Did a RAT on Friday and it came up as positive instantly – no waiting for 20 minutes, no sir !

Its source ? – no idea.

A short essay entitled “On Affection|Love”

It was, I’m fairly sure, only a couple of days ago that I suddenly understood what’s been hovering over me for longer than I can point to; a kind of mysterious miasma of .. something.

Out of nowhere it came to me that I’m absolutely starved of affection, let alone love.

I’m not a person others can easily feel affection for, I think; they like me, and they can even be happy to see, hear or read me. But I do tend to alarm people – in a friendly kind of way – and while I may amuse them, they’re probably somewhat relieved when I leave (or finish).

It’s a grim situation for an ancient, especially for one who is entirely alone – and MOST especially for one who was loved absolutely and unquestioningly for 31 years by the husband she considered as others might god.

Why did I never realize this frightful lack before now ?!
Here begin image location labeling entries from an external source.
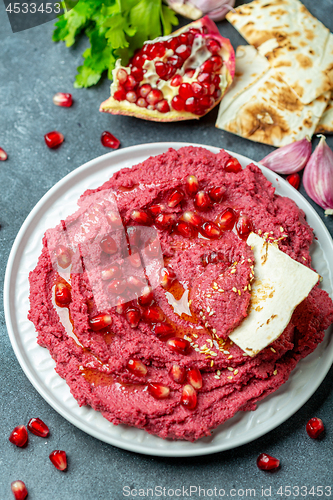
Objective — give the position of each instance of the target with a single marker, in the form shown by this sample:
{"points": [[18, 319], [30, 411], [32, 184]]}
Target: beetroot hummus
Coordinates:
{"points": [[154, 273]]}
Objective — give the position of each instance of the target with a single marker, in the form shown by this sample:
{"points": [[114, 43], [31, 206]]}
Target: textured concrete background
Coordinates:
{"points": [[32, 69]]}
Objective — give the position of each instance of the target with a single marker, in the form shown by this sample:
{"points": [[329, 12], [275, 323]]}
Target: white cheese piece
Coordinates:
{"points": [[280, 284]]}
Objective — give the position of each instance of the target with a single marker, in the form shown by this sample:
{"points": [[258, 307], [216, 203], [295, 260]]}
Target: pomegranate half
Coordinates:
{"points": [[176, 77]]}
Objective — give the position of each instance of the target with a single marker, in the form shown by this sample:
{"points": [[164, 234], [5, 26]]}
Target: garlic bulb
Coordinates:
{"points": [[290, 158], [318, 176]]}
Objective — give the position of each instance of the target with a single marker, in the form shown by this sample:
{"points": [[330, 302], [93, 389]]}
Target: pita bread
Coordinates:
{"points": [[261, 107], [280, 284], [294, 42]]}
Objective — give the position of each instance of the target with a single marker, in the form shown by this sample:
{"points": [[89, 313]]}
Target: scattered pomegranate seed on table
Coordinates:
{"points": [[109, 141], [53, 139], [266, 462], [19, 436], [19, 490], [59, 459], [315, 428]]}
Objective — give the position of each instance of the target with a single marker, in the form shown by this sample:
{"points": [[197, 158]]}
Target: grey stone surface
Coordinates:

I do have an answer for that question: it’s because I recently came across a person whose brain is admirable, whose ethics ditto, who’s responsible and even occasionally reliable, and who tells me “don’t overestimate my intellect lest I fall short of your expectations”. This combination writes an irresistible siren song for me so that I have, being me, immediately handed over my wrinkled old heart in hope of not having it returned in disgust: it is a young person, after all .. and how much more alarming must I be to one such ?!

There are three women in my life who I can call dear friends; but the one from longest ago is in Sydney, one (the next longest) in Brisbane and the most recent in Geelong. I have a dear male friend, also living in Geelong, from years and years back, and another man who was once my boss in Melbourne but who now lives in Perth. All have full lives, unlike me. All are people I would be deeply unhappy not to have as friends, even at those distances. I love them greatly. Who knows ? – maybe they love me. But I can’t hug them and give them loud kisses on their dear faces and clutch their hands.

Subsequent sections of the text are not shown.